Spotify and the Business of Big Mood

Liz Phelly wrote about Spotify's mood monetization.

You should read the entire article, but here are some good quotes:

““At Spotify we have a personal relationship with over 191 million people who show us their true colors with zero filter,” reads a current advertising deck. “That’s a lot of authentic engagement with our audience: billions of data points every day across devices!”

And more succinctly:

“In a data-driven listening environment, the commodity is no longer music. The commodity is listening. The commodity is users and their moods.”

But... we all kinda knew this, right? This is how free services work. Spotify is a little different because there are users who pay for the service. Those users won't be presented with targeted advertising, but how much are you willing to bet that their data is being excluded from the data being sold to third parties? Yeah, me neither.
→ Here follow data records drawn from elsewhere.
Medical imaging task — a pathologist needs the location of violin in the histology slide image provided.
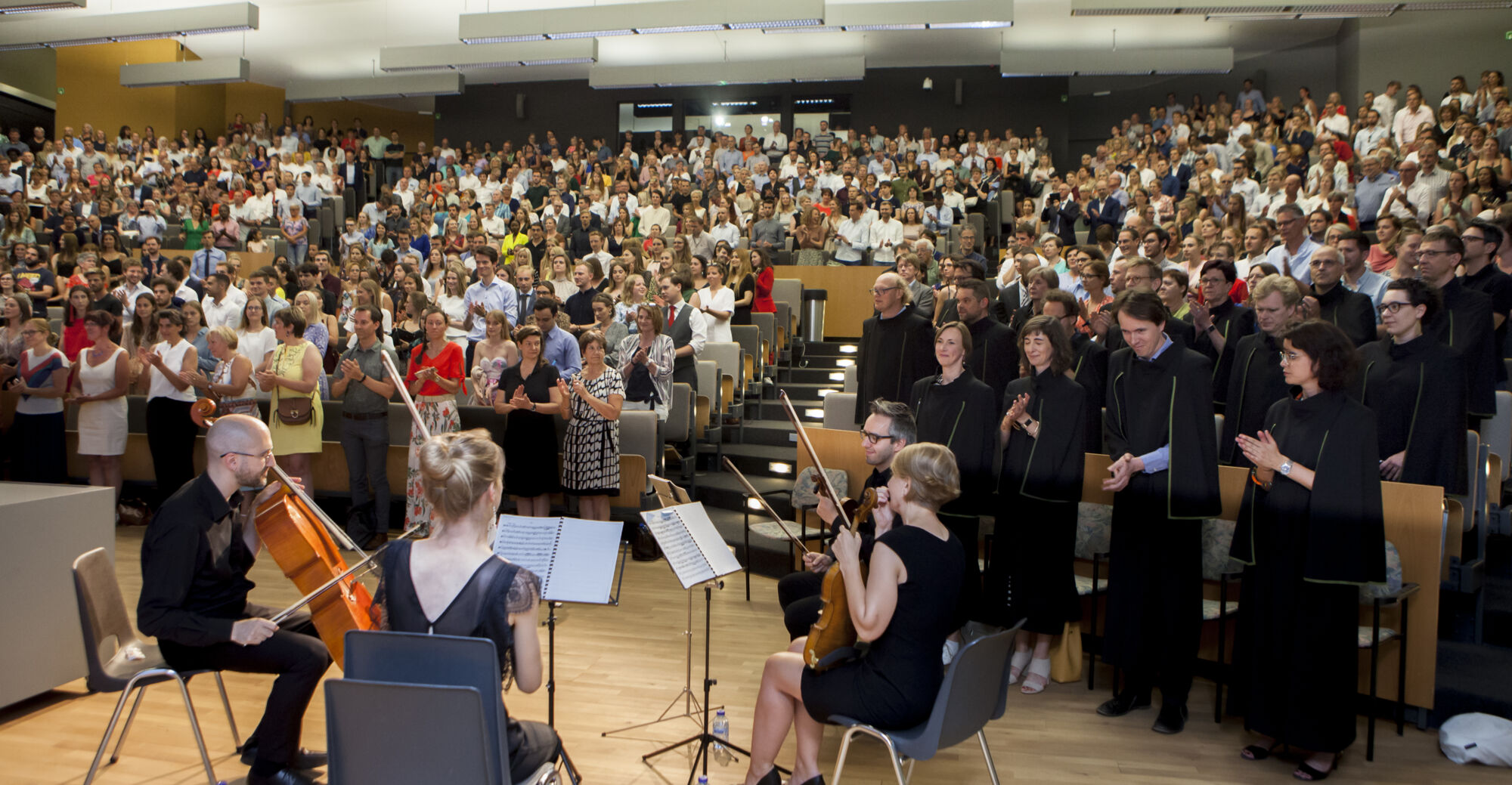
[779,391,877,672]
[189,398,375,664]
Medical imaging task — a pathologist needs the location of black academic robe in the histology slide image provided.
[966,317,1019,410]
[1191,301,1255,412]
[1219,332,1291,466]
[1070,332,1108,453]
[1427,278,1500,418]
[856,307,937,422]
[983,370,1089,635]
[1105,336,1223,705]
[1229,393,1387,752]
[1314,284,1376,346]
[1352,335,1467,493]
[907,369,999,623]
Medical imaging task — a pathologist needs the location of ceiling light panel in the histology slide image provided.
[588,56,866,89]
[0,3,257,51]
[378,38,599,74]
[1001,47,1234,77]
[457,0,824,44]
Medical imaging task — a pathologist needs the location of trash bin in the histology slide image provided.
[801,289,829,343]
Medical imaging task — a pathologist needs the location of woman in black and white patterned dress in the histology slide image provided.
[556,331,624,521]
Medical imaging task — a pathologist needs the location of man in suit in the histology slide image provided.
[1040,183,1081,246]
So what's the answer? Just dump Spotify? Honestly if Apple Music were a viable alternative I'd consider it. Apple is making a reputation out of being very conservative with user data and that might be good enough.

Or maybe the answer is to take your data back in the form of hosting your own music streaming. Plex will manage your music collection for you, and PlexAmp lets you access it from just about anywhere. A lifetime Plex Pass is about the same price as a year of Spotify Premium, although you do have to provide your own music to use Plex.
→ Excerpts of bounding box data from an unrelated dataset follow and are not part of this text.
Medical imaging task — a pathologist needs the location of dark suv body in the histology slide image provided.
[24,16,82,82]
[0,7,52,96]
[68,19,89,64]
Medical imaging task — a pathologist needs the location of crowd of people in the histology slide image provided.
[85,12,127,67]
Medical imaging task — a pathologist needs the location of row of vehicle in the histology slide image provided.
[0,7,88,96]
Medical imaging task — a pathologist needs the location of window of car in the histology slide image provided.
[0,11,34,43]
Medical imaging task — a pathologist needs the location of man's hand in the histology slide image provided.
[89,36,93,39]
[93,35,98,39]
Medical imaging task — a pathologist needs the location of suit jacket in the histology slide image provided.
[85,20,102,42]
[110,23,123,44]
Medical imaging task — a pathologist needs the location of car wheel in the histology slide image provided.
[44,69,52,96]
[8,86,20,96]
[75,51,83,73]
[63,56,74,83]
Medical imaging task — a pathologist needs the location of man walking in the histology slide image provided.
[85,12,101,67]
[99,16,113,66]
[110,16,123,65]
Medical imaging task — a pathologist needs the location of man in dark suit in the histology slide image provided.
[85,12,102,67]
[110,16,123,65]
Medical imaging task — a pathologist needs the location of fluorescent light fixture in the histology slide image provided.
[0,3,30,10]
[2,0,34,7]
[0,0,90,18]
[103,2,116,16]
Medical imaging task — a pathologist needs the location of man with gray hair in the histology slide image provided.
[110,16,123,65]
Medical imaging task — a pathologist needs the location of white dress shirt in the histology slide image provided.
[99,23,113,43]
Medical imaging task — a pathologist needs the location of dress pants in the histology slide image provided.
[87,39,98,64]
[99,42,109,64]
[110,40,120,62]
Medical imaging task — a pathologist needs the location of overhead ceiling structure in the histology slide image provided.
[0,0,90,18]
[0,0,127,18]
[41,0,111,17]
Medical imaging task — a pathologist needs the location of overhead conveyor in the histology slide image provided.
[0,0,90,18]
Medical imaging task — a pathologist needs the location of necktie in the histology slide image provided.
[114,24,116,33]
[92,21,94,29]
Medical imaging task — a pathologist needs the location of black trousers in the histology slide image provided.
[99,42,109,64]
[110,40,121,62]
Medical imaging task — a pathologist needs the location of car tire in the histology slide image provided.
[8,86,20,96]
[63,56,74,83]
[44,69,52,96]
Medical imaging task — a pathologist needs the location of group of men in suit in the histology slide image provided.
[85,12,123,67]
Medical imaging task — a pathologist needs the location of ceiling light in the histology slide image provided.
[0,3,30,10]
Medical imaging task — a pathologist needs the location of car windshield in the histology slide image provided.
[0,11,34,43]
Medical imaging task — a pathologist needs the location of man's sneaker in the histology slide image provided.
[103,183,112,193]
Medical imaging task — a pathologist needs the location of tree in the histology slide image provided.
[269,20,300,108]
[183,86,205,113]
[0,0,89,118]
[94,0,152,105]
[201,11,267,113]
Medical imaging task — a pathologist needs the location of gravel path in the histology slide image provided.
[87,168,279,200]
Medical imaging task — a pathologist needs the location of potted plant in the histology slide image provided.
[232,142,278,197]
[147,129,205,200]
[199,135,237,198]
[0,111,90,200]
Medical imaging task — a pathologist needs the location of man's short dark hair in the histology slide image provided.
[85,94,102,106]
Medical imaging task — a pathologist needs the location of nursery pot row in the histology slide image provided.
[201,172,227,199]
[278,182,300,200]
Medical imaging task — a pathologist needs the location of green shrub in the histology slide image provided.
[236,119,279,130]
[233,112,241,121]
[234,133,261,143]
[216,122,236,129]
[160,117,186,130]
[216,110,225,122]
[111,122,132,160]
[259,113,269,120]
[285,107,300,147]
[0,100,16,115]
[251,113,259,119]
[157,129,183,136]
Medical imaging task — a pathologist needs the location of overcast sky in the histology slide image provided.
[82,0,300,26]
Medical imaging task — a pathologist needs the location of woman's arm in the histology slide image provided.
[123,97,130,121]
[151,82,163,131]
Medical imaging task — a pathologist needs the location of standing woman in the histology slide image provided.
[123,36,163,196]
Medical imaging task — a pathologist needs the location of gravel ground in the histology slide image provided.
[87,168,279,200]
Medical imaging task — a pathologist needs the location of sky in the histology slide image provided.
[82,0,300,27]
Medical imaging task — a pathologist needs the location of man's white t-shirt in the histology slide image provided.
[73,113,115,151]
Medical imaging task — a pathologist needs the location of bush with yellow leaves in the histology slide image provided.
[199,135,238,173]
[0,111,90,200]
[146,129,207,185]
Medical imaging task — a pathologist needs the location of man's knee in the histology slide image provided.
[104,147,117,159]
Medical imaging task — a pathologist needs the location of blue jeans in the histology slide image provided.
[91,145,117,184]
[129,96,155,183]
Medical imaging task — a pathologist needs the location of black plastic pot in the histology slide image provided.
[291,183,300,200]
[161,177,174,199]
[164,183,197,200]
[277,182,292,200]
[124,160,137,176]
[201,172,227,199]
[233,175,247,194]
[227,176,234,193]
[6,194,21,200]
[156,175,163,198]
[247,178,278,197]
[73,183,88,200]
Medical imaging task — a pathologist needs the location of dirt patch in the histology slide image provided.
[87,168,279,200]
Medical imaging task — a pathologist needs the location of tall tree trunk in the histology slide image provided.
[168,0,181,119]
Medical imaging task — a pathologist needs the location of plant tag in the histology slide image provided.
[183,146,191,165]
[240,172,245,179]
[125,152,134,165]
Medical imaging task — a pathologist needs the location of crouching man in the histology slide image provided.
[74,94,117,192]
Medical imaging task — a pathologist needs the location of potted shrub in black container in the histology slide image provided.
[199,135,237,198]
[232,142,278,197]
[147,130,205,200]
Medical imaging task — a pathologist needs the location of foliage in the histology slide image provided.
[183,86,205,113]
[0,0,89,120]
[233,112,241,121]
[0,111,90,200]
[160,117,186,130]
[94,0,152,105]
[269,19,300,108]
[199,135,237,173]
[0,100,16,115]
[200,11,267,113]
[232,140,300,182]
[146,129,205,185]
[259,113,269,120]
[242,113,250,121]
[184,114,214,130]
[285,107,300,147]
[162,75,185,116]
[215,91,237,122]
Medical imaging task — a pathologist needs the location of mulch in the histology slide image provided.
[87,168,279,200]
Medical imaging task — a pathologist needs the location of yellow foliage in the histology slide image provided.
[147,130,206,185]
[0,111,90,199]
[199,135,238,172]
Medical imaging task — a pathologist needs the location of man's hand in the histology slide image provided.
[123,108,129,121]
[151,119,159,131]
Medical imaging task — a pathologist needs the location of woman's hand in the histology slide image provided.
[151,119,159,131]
Which is probably a good thing. BandCamp is quick to point out that you listening to an album on Spotify will probably net the performer around 4¢, while buying their album on BandCamp will give them roughly 85% of whatever you paid. The performer cuts from buying MP3s from Amazon or AACs from Apple probably aren't as good as BandCamp, but probably better than Spotify.

For now I'm taking a hybrid approach. I have a hefty collection of FLAC files I bought off of BandCamp hosted on my Plex Server, but I still use services like Spotify or Amazon Prime Music to listen to new things that I'm not ready to buy yet.

And I'm quietly reminding myself that when I'm listening to Spotify, any number of advertisers are also listening to me.